Abstract
Tyrosinemia happens at whatever point both parents carry a latent gene characteristic for the condition. Both parents regularly have no signs or side effects of tyrosinemia which happens at whatever point their future generations inherits one duplicate of the mutated gene from each one parent. Type III tyrosinemia is a very rare disorder with only a couple of cases ever reported. Type III tyrosinemia is brought about by an insufficiency of the 4-hydroxyphenylpyruvate dioxygenase enzyme. The protein is important to break down tyrosine. Type III tyrosinemia causes intellectual disability, seizures, periodic loss of balance and coordination. Changes in the FAH, HPD, and TAT genes cause tyrosinemia. In the liver, proteins break down tyrosine in a five-stage process into safe particles that are either discharged by the kidneys or utilized in chemical reactions that generate energy. Mutations in the FAH, HPD, or TAT gene cause a lack of one of the proteins in this multistep process. The resultant chemical lack prompts a poisonous aggregation of tyrosine and its byproducts, which can harm the liver, kidneys, sensory system, and different organs and tissues
Tyrosinemia Type III
1. Introduction
Type III tyrosinemia is a rare disorder. There have just been a couple of cases of this disease ever reported. Type III tyrosinemia is caused by an insufficiency of the 4-hydroxyphenylpyruvate dioxygenase enzyme. The enzyme is important to break down tyrosine. Type III tyrosinemia causes intellectual disability, seizures, periodic loss of banlance and coordination. (Endo F, Kitano A, Uehara,1983) Tyrosinemia is a hereditary disease described by elevated blood levels of the amino acid tyrosine, a building block of most proteins.

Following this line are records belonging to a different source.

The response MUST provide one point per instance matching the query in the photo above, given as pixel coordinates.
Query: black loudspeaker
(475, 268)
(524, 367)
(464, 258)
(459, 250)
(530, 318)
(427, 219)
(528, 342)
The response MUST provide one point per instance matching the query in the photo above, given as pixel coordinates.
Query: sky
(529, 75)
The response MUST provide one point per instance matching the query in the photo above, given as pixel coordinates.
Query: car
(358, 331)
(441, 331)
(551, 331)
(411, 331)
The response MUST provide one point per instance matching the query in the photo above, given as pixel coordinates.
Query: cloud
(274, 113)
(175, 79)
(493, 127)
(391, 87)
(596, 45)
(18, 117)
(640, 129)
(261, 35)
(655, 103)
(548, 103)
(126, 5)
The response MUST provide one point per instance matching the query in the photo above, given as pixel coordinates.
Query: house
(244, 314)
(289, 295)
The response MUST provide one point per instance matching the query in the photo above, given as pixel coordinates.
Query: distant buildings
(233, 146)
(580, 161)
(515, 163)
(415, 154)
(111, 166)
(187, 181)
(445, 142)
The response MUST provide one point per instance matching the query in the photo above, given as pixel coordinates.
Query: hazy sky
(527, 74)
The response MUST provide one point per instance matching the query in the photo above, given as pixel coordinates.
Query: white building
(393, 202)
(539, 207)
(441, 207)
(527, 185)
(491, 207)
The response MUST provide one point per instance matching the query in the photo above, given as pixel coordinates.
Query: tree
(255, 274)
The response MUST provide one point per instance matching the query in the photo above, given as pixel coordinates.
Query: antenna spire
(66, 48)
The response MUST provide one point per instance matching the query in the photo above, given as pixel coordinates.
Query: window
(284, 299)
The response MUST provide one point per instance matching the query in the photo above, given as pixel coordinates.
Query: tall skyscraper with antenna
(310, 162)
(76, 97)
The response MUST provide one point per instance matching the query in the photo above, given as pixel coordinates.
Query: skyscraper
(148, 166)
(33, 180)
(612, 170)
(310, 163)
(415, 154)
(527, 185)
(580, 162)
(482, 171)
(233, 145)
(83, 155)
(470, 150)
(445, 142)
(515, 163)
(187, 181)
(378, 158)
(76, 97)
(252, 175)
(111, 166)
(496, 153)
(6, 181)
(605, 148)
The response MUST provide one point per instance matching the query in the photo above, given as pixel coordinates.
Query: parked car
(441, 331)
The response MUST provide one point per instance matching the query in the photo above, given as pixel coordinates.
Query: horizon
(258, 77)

Tyrosinemia is brought about by an insufficiency of the 4-hydroxyphenylpyruvate dioxygenase enzyme required for multistep process that breaks down tyrosine. In the event that untreated, tyrosine and its byproducts develop in tissues and organs, which can lead to serious medical problems. (Endo F, Kitano A, Uehara,1983)
As stated by NORD, the National Organization for Rare Disorders, there are in the range of 6,000 distinguished extraordinary medicinal conditions. Around them is a dark sickness called tyrosinemia. This uncommon metabolic disease keeps the body from viably breaking down the amino acid tyrosine, a building block of many proteins. As stated by the U.S. National Library of Medicine, tyrosinemia is brought about by a lack of one of the proteins required to break down tyrosine. At the point when left untreated, tyrosinemia brings about tyrosine and its results developing in the body tissues and organs prompting many medical issues.
Tyrosinemia happens at whatever point both parents carry a latent gene characteristic for the condition. Both parents regularly have no signs or side effects of tyrosinemia which happens at whatever point their future generations inherits one duplicate of the mutated gene from each one parent. (Endo F, Kitano A, Uehara,1983). Symptoms of tyrosinemia include liver and kidney aggravations and mental hindrance. There are three different types of tyrosinemia: types I, II, and III. Each type of tyrosenemia has dissimilar symptoms brought on by a lack of a specific enzyme. (Standing SJ, Dunger D, Ruetschi U, Holme E,1988)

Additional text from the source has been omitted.